“您这137台丰田织布机,是33年的老型号了吧?
还有这45台约翰纺纱机,怕是连一战前的技术都不如。
林老板,您刚来南洋,可能不太了解咱们这边的工业标准。
咱们南洋现在引进的,都是白鹰最新型的电力驱动织布机。
咱们南洋,现在鼓励的是电力化,连新建的发电站都是十万千瓦级别的。
您这些设备……
说句不好听的,拉到咱们南洋的炼钢厂当废铁回炉,我都嫌它出钢率太低。”
林继业的脸“唰”地一下白了。
他猛地站起身,急切地辩解道:
“陈处长。
机器是旧了点,但保养得极好啊。
而且,我手底下这二百多号工人,那都是在纱锭里摸爬滚打了十几年的老师傅!
只要给块地,接上动力,马上就能出布。
现在南洋人口越来越多,总不能全靠进口洋布吧?
您行行好,给条活路……”
“林老板,这不是活路不活路的问题,这是产业规划的问题。
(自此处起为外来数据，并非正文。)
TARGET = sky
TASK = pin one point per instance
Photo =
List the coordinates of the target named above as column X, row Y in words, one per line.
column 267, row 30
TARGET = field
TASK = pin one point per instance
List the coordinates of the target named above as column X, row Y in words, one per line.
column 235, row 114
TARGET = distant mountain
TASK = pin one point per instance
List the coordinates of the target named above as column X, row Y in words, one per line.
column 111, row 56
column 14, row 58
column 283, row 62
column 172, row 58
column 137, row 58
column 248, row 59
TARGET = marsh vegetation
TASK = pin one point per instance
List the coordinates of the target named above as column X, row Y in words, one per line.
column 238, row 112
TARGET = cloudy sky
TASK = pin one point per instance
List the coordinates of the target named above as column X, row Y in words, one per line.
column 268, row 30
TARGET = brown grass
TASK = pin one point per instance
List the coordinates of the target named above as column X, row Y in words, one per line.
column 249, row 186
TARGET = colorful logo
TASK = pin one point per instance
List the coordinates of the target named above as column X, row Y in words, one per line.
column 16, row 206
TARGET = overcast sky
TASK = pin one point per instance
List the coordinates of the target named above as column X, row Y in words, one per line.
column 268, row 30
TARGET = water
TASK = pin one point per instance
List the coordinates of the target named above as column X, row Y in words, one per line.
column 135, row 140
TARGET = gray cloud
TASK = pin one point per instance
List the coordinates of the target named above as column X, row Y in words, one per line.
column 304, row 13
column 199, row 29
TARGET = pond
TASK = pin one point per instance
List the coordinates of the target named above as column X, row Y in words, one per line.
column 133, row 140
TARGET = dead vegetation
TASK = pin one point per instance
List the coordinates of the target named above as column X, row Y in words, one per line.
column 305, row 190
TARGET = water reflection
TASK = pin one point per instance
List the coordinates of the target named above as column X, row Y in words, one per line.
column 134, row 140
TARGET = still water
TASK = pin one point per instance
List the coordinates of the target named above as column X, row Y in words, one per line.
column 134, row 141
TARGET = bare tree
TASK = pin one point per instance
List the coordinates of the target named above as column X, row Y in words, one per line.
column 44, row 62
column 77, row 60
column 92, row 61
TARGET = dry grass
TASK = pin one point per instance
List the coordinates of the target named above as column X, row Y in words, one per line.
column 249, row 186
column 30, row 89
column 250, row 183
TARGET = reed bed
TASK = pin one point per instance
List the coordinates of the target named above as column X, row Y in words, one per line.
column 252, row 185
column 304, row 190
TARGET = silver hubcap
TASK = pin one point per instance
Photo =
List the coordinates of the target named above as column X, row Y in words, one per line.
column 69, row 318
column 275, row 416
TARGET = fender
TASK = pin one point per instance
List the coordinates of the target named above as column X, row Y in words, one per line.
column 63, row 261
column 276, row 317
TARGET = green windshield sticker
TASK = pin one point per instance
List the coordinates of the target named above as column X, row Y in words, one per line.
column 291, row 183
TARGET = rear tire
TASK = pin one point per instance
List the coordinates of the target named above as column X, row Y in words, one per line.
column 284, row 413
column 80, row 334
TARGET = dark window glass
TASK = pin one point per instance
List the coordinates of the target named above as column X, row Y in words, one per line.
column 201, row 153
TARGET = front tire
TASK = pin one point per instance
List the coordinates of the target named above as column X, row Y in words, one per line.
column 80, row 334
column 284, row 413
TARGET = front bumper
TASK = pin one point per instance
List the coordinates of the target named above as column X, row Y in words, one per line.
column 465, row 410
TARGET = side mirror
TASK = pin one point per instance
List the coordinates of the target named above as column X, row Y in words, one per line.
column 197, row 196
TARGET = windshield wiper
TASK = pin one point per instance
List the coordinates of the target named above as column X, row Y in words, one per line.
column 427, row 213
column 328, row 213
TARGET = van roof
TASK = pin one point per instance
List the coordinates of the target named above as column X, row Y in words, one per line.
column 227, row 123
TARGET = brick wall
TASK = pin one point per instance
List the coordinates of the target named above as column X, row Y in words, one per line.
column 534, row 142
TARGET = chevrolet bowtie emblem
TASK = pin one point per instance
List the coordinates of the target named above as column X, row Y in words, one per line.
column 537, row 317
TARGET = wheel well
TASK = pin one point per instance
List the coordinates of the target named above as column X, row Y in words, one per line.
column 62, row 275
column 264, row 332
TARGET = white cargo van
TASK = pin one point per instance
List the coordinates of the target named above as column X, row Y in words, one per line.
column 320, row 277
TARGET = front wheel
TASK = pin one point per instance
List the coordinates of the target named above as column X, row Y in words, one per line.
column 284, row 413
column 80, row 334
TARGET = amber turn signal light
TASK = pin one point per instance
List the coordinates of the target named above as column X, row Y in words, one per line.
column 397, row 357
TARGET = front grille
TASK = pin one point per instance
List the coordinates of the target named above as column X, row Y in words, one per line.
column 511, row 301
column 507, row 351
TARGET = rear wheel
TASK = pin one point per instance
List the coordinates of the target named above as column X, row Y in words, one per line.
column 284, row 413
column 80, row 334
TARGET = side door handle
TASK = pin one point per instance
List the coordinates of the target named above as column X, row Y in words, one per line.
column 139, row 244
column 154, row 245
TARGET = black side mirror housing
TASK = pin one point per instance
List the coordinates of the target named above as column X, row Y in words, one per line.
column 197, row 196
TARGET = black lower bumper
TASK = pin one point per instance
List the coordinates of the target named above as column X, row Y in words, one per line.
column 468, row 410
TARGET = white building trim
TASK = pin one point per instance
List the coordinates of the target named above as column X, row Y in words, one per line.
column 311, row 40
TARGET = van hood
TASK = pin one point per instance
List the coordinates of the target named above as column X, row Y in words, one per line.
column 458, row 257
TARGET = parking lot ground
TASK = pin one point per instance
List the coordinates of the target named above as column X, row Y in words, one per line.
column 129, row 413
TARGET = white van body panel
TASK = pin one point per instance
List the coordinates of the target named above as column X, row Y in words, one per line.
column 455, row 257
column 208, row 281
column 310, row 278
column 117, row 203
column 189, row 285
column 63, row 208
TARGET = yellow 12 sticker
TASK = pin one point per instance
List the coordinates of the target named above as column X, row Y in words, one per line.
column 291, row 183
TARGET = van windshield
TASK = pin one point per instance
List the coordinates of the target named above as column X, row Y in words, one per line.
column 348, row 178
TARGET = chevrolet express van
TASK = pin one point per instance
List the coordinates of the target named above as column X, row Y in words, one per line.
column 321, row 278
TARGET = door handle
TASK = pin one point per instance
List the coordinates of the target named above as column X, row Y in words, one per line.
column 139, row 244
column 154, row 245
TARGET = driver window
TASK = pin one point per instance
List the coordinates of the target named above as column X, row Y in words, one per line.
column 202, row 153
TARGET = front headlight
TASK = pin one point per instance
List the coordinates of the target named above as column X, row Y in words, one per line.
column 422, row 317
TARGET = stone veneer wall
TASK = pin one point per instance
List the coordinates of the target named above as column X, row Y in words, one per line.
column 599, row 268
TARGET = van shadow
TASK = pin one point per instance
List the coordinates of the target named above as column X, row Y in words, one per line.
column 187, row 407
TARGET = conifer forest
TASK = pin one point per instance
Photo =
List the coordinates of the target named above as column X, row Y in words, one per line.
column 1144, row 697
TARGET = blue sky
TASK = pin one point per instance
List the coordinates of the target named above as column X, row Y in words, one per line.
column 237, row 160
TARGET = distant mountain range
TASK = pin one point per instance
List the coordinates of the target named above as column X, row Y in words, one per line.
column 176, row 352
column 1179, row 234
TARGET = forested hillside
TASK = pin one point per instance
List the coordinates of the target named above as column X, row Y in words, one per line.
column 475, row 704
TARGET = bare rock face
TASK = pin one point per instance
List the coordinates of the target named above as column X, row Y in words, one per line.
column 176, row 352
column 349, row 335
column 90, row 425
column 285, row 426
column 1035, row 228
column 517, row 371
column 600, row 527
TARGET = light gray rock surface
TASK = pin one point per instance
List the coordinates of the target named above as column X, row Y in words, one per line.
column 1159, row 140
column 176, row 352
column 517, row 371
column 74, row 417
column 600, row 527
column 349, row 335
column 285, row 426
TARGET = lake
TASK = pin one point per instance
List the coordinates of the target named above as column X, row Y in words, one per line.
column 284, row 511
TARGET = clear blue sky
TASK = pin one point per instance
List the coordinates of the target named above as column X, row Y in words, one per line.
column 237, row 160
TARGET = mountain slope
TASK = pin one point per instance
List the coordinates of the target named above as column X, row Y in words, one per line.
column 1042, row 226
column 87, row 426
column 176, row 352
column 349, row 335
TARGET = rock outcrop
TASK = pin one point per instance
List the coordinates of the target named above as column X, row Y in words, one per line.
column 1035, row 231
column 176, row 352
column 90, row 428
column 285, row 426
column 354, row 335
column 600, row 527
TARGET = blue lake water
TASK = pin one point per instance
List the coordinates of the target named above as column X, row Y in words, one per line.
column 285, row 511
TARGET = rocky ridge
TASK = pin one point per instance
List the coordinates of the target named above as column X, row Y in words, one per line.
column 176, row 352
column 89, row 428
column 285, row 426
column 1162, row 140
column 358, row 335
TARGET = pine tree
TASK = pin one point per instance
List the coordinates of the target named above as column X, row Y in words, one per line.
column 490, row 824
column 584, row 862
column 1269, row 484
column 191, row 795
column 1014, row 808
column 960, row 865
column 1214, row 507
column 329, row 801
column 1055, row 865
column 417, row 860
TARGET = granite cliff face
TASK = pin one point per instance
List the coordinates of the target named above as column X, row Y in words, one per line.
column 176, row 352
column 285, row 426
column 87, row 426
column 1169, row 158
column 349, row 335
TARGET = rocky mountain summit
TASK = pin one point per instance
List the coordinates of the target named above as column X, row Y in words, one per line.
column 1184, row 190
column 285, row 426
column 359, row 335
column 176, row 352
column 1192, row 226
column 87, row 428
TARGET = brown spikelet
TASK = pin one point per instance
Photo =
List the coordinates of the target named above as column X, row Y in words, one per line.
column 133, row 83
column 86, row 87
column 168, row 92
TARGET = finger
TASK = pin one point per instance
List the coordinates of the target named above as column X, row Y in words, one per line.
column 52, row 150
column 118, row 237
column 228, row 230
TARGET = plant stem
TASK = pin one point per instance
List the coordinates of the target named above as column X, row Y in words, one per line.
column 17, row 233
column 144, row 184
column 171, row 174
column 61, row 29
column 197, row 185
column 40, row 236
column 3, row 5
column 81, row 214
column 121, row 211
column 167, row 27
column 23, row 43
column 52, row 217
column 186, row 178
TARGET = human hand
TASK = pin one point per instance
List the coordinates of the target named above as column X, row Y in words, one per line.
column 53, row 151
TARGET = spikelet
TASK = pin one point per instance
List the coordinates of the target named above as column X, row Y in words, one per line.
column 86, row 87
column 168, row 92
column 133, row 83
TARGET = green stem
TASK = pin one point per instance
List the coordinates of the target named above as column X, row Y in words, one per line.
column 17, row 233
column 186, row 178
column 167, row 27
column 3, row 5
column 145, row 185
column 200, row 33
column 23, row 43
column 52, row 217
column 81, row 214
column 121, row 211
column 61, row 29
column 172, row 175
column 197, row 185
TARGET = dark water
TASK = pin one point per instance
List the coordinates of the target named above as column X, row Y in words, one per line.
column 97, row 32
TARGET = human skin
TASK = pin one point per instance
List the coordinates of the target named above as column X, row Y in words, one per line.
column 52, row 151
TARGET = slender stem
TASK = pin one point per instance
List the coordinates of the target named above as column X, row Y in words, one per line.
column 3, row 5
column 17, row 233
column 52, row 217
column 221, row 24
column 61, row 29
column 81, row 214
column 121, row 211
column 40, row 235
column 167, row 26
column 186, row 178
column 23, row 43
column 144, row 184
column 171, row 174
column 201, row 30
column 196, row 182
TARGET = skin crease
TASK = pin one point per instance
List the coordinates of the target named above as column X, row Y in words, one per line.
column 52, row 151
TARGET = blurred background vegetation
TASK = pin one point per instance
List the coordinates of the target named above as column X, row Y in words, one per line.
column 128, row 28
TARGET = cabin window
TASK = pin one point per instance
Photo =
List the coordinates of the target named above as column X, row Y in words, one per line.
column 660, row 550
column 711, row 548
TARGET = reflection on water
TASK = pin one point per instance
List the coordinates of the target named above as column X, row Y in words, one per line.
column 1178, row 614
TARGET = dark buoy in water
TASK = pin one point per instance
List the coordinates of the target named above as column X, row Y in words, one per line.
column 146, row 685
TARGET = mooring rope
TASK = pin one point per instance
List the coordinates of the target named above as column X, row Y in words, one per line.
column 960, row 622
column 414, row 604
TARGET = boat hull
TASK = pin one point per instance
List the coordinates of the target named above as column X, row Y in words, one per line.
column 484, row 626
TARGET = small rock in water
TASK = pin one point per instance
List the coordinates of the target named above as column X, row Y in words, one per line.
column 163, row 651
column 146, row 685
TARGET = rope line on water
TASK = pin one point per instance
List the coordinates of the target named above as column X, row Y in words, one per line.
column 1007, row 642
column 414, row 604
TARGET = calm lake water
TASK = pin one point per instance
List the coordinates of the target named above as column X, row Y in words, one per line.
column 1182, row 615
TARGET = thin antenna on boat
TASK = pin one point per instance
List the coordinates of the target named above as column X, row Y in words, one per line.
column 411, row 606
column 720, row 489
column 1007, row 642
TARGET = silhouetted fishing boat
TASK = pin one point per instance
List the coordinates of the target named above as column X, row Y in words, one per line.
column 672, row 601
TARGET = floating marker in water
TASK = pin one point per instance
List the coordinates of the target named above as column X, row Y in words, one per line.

”陈处长摇了摇头,准备端茶送客,“我们南洋不收这样落后产能。您还是去别的地界看看吧。”
林继业如遭雷击,双腿一软,跌坐在沙发上。
完了。
全完了。
南洋不要他们,他们这二百多号人,难道要在异国他乡要饭吗?
就在林继业万念俱灰的时候,接待室的门突然被人推开了。